Sachithanandan was one of Malaysia's five pioneer consultant anaesthetists (with FR Bhupalan, AS Manavalan, Law Gim Teik and MC Poopathy) who founded the Malaysian Society of Anaesthesiologists (MSA) in 1963 and subsequently served as President of the MSA (1968–1969). He was one of the early Members of the Academy of Medicine, Malaysia (1969). In 1980, as one of the original group of eight pioneer doctor-business partners, Sachithanandan contributed to the clinical design of the Johor Specialist Hospital (JSH), the first private hospital in the state of Johor and the country’s first Kumpulan Perubatan Johor (KPJ) hospital. He never commenced practice at the JSH which opened in early May 1981. From the humble origins of this first hospital, KPJ has emerged to become Malaysia’s leading premier private healthcare provider with an annual turnover in excess of a billion ringgit from a network of 21 private hospitals employing over 800 medical specialists and is listed on the main board of the Kuala Lumpur Stock Exchange.

In 1980, Sultan Ismail of Johor awarded Sachithanandan the Dato Paduka Mahkota Johor (DPMJ), a state knighthood, for his contributions to medicine and anaesthesia. He died on 28 May 1981 at the age of 49, following a coronary artery bypass operation at the Harley Street Clinic in London. Beyond establishing Malaysia's first intensive care unit, Sachithanandan was involved in the clinical development of anaesthesia and intensive care services in Johor and Perak. He also participated in the training of specialists during the early development of the discipline in Malaysia. In 2018, the Malaysian Society of Intensive Care (MSIC) established the T. Sachithanandan Best Oral Presentation Award in his name, which is presented annually at the ASMIC scientific meeting.

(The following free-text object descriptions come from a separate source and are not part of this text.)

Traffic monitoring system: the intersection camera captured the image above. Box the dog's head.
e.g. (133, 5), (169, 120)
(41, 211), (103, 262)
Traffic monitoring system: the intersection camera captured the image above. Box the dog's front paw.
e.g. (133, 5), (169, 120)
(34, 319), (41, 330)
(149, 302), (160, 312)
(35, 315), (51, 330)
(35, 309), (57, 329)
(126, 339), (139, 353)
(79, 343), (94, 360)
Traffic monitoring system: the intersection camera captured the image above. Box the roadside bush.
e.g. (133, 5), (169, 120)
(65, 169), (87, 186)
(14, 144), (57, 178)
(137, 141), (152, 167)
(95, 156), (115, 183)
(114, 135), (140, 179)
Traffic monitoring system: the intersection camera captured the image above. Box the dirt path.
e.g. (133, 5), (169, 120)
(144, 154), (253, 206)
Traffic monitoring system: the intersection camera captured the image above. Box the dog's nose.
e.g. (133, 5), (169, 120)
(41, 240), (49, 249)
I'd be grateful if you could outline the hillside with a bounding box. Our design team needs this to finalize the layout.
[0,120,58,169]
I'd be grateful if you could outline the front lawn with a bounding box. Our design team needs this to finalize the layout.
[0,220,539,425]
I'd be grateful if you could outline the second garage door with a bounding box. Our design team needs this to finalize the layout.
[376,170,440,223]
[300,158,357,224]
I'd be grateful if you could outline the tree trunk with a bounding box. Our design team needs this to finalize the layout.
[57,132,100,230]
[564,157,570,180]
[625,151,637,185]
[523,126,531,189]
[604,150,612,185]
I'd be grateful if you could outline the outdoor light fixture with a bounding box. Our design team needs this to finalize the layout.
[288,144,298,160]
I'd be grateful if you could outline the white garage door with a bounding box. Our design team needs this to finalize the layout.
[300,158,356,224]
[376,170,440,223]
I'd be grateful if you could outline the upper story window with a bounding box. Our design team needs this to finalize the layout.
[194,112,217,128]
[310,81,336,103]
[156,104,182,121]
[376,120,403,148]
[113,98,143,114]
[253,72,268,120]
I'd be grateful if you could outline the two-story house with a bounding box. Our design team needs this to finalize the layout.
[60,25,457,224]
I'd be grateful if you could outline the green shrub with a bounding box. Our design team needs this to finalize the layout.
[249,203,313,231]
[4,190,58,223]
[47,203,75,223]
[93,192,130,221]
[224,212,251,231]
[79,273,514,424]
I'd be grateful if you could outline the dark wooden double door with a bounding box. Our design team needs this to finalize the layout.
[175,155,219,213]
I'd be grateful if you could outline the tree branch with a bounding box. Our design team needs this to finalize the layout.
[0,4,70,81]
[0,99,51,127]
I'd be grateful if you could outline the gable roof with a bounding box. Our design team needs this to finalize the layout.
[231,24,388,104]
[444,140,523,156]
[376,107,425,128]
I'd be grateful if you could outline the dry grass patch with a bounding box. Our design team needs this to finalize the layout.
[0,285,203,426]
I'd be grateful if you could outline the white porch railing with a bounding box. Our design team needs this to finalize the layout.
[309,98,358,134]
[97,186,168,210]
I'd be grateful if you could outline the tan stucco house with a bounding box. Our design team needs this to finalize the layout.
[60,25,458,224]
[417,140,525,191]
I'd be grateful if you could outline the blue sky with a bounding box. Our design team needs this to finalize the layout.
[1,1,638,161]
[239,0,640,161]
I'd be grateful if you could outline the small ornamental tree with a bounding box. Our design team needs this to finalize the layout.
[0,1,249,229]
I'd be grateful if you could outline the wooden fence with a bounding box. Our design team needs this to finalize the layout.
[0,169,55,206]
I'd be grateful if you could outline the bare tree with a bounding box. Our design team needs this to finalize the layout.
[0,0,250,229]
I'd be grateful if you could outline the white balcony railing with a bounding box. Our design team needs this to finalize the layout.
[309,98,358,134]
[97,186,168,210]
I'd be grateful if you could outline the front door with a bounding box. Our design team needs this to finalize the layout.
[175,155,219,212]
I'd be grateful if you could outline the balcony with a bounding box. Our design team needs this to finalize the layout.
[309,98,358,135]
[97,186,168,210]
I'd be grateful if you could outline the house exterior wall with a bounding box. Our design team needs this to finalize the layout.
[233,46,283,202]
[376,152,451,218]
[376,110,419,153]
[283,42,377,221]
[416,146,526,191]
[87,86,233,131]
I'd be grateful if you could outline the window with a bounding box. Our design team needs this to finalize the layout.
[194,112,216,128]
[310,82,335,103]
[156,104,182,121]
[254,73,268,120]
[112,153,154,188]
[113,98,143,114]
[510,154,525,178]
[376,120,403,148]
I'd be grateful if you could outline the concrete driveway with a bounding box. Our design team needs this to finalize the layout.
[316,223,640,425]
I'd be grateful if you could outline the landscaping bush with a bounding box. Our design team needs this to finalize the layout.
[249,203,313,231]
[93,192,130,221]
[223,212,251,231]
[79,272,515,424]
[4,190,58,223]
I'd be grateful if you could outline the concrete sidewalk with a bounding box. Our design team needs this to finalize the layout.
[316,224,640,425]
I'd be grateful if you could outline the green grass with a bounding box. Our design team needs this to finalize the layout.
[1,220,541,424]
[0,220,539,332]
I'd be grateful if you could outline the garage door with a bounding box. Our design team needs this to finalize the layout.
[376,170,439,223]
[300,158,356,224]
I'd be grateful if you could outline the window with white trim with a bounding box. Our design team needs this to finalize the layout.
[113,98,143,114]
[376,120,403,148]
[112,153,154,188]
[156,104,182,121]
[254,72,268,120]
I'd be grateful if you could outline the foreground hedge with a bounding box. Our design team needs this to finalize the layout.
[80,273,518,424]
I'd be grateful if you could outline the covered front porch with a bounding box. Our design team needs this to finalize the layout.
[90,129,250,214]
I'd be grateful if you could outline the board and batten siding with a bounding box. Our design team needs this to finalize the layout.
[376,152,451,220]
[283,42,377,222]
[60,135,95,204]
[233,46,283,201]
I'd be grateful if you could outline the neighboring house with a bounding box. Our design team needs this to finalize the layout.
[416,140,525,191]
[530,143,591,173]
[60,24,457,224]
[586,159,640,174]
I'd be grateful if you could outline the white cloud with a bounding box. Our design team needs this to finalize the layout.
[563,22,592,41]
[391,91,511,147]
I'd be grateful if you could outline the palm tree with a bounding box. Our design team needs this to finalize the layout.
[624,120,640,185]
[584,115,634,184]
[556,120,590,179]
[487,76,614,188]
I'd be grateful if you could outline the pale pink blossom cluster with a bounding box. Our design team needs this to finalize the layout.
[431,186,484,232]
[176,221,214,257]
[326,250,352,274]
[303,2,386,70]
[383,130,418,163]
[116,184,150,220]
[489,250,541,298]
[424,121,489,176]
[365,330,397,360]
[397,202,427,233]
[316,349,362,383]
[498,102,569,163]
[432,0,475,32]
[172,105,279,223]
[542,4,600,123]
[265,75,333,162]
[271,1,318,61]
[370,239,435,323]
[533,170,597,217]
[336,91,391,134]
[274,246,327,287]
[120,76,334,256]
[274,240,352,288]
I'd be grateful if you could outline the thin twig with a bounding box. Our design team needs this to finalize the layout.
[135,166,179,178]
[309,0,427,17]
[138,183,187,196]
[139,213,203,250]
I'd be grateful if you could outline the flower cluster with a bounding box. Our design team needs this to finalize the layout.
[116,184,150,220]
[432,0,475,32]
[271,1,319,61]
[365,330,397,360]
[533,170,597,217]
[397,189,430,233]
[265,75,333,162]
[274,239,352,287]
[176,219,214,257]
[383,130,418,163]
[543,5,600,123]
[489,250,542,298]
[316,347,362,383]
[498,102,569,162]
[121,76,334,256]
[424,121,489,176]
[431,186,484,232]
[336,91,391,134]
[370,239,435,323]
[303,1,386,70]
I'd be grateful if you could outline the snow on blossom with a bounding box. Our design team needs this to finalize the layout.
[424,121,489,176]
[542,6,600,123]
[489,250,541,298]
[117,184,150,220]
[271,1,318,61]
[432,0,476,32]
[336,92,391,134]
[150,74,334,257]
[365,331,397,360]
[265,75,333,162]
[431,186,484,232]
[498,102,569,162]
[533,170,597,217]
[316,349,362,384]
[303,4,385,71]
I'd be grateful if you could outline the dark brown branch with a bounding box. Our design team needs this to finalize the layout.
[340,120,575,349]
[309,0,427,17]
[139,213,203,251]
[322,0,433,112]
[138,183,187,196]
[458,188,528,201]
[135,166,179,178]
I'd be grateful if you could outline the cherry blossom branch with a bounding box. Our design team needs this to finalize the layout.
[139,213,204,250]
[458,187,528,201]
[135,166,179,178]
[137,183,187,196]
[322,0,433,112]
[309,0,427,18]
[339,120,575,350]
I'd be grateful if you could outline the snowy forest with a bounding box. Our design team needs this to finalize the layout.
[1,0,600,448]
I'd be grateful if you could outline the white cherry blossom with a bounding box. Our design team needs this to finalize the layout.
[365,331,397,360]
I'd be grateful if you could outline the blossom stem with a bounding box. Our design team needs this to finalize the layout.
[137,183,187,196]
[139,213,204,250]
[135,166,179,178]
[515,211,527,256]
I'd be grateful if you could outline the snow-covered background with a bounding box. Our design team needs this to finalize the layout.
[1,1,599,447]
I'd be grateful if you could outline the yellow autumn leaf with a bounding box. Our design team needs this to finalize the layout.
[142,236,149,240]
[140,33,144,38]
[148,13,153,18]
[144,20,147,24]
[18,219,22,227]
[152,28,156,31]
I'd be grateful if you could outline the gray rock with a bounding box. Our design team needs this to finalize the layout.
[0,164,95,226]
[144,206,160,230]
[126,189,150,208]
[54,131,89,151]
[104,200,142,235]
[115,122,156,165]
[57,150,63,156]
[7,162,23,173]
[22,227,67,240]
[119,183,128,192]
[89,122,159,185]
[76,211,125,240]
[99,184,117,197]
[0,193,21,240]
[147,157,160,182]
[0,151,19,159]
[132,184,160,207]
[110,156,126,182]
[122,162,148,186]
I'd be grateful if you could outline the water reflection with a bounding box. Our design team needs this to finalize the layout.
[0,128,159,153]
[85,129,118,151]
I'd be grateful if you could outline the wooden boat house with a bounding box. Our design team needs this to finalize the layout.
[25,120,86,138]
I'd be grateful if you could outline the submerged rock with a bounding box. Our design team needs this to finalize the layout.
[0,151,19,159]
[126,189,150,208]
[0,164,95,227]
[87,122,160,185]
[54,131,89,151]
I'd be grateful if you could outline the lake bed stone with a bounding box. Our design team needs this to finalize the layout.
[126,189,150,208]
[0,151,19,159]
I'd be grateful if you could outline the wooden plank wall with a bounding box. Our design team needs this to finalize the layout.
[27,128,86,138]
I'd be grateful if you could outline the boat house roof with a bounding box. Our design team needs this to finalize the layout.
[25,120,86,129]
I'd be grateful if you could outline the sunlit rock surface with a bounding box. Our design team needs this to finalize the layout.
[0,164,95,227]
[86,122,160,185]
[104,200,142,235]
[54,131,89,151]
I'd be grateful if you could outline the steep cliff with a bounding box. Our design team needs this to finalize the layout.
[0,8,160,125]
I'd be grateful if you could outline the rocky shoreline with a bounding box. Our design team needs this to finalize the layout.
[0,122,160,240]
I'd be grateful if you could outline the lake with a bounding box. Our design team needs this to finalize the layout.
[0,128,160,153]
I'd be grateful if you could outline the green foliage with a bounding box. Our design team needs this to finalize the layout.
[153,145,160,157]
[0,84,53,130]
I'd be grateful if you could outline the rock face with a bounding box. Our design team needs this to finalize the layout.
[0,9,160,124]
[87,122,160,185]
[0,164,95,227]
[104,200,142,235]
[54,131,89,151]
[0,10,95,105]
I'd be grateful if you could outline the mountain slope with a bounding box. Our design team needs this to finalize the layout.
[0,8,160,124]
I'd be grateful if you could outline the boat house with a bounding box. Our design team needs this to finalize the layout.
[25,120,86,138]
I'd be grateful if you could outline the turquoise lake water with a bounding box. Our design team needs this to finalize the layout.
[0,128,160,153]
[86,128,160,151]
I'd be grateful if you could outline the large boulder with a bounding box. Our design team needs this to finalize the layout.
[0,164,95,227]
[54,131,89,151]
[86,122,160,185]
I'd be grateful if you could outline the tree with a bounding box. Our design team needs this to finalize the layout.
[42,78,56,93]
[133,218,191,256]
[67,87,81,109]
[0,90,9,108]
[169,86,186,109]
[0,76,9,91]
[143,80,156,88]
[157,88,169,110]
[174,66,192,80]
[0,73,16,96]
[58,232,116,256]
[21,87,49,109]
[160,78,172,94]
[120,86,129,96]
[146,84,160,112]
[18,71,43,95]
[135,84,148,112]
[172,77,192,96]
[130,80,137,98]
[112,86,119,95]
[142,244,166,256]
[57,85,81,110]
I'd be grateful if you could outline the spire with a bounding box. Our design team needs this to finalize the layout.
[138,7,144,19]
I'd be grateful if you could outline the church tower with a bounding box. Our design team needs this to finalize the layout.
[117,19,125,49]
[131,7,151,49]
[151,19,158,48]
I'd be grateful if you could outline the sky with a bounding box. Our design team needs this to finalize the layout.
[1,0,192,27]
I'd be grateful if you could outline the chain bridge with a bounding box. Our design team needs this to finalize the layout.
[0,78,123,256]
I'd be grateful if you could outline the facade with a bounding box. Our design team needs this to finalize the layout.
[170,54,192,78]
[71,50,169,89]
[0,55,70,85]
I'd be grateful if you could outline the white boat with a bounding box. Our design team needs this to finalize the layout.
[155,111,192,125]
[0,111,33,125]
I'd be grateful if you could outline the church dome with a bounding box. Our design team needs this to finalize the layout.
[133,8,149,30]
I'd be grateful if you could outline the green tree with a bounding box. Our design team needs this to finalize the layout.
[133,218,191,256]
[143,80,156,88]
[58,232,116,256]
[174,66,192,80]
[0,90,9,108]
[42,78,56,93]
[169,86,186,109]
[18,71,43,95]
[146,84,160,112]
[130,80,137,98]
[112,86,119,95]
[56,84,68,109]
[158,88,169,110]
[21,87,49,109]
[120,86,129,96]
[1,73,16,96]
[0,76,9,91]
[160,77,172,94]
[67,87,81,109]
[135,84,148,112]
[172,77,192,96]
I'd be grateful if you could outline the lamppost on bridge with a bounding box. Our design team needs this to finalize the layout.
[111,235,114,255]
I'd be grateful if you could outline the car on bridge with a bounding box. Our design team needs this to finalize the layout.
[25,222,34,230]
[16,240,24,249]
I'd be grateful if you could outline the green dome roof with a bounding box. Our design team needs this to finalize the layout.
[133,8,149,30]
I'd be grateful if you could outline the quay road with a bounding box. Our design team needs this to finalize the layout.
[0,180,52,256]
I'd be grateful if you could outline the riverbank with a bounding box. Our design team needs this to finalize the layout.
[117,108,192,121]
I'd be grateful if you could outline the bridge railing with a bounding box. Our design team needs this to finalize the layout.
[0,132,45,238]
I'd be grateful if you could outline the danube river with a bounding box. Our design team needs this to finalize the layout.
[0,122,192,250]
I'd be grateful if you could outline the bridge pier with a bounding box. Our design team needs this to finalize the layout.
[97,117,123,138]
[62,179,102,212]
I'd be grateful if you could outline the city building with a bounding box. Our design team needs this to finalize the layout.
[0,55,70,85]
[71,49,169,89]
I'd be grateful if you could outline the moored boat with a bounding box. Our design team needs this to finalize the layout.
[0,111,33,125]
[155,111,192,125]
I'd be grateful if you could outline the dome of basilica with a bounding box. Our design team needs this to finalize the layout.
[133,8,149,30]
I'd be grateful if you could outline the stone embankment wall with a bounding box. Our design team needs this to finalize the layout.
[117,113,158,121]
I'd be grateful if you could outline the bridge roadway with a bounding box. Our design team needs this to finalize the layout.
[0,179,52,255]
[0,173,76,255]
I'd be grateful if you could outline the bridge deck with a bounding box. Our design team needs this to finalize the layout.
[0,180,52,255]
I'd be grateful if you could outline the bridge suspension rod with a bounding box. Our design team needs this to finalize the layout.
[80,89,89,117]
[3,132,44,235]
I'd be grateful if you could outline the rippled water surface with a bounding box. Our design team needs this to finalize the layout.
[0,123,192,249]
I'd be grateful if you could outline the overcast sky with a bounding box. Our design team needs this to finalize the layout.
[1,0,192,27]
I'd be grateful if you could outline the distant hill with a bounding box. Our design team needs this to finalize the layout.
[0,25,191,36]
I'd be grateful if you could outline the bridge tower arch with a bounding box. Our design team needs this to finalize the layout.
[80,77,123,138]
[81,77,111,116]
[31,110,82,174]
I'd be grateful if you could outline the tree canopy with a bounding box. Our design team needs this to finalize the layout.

T.Sachithanandan served as President of the Johor Cricket Council (1969–1971), Vice President of the Malaysian Cricket Association (1969–1970) and President of the Johor Baru Junior Chamber International (JCI-Jaycees) in 1969/70. He was actively involved with the Johor Red Crescent Society (as Chief Medical Officer), Area Surgeon of St. Johns Ambulance Brigade of Johor (1965–1971) and Chairman of the Johor Blood Bank & Transfusion Service (1966–1971).

Sachithanandan married Punithavathy Sinnathuray (sister of Singapore Supreme Court judge T. S. Sinnathuray and professor T. A. Sinnathuray) in 1965. They had two children both Dublin-trained physicians.